How many clock cycles does digitalRead/Write take?

Hi,

Anyone know how many clock cycles does a digitalRead/Write take on an arduino board?

Sherzaad

Which Arduino? It is actually different on different boards.

The answer is either “not a lot” or “way too much”. If your program is not meeting your performance goals you may consider digitalWriteFast() which skips a few steps that are usually, but not always, unnecessary.

write = ~50
2-3uS UNO

MorganS:
It is actually different on different boards.

And different cores. Teensyduino digitalWrite reduces to the smallest / fastest code for a given set of parameters.

thank for your replies.

I’m actually looking for time taken for a digitalRead/Write in clock cycles not microseconds as I will be transferring my code from a UNO (16MHz) to a pro mini (8MHz).

As my code is time critical, knowing how many clock cycles these routines take is essential for me.

Any help would be much appreciated.

He did say "about 50", which was a cycle count. Most Arduino's run at 16 MHz, so 48 cycles is 3us...

There are lots of ways to speed this up. The processor itself can set an output bit in 1 or 2 cycles.

sherzaad:
As my code is time critical, knowing how many clock cycles these routines take is essential for me.

If its important I would suggest checking the timings yourself with an oscilloscope.

This will be quick for writing, I do this a lot for really fast transfers with SPI:

PORTD = PORTD & 0b11111011; // clear D2 (low), leave the rest alone

PORTD = PORTD | 0b00000100; // set D2 (high), leave the rest alone

Up to you to have this in setup:
pinMode (2, OUTPUT);

If some of the pins on port D (D7,6,5,4,3,2,1,0) are inputs then their pullup resistors may get turned on or off.

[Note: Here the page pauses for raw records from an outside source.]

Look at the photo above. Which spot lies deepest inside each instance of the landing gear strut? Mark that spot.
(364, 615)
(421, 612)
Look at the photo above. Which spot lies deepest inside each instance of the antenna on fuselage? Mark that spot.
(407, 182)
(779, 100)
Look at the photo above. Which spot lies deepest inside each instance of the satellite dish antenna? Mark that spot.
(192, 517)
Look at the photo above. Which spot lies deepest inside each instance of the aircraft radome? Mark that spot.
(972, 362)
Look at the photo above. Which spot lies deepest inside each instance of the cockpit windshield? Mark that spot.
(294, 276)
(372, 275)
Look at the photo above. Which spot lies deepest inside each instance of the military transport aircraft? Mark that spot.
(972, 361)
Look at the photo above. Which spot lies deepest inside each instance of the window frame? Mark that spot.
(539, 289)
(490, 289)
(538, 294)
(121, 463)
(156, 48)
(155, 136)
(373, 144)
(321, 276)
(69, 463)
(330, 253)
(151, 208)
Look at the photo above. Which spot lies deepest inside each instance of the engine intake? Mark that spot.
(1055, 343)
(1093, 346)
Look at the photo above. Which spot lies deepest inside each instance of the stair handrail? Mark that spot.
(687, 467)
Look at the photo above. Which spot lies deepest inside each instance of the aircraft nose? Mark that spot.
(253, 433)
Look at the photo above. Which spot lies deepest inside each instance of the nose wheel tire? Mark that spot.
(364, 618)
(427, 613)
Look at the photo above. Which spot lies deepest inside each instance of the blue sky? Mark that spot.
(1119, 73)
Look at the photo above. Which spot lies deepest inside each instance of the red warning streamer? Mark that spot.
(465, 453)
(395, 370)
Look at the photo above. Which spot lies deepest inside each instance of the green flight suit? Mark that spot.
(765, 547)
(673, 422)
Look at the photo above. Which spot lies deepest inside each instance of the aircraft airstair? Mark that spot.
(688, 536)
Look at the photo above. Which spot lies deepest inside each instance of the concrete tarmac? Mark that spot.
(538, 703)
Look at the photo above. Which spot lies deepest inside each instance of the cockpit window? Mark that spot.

If you know the state of the pin (or don’t care), you can also just toggle it by writing to the input register:

PIND = PIND | 0b00000100;  // toggle D2
or also try this: atomic and is likely fewer instructions and faster.
PIND |= 0b00000100; // toggle D2

This should be quick for Reading:

if ((PIND & 0b00000100) == 0){  // read all 8 bits, mask for bit 2
d2State = 0; // read all 8 bits
}
else {
d2State = 1;
}

Up to you to have this in setup:
pinMode (2, INPUT);
or
pinMode (2, INPUT_PULLUP); // internal pullup turned on

All of these ditch the checking that digitalRead and digitalWrite do to make sure registers are set up correctly.

thank you all for your suggestions.

I am aware of that direct port manipulation can be faster but I want my code to be as x-platform as possible (for arduinos that this) and therefore would prefer to use digitalRead and digitalWrite.

So far I understand from this thread that digitalWrite is 48 clock cycles...

what about digitalRead? any ideas...

"As my code is time critical, "
and
"I want my code to be as x-platform as possible "

seem to me to be at cross purposes, somewhat.

There are ways to look at the assembly code generated for digitalRead, Nick Gammon used to show the results, and you could estimate the number of clocks from those.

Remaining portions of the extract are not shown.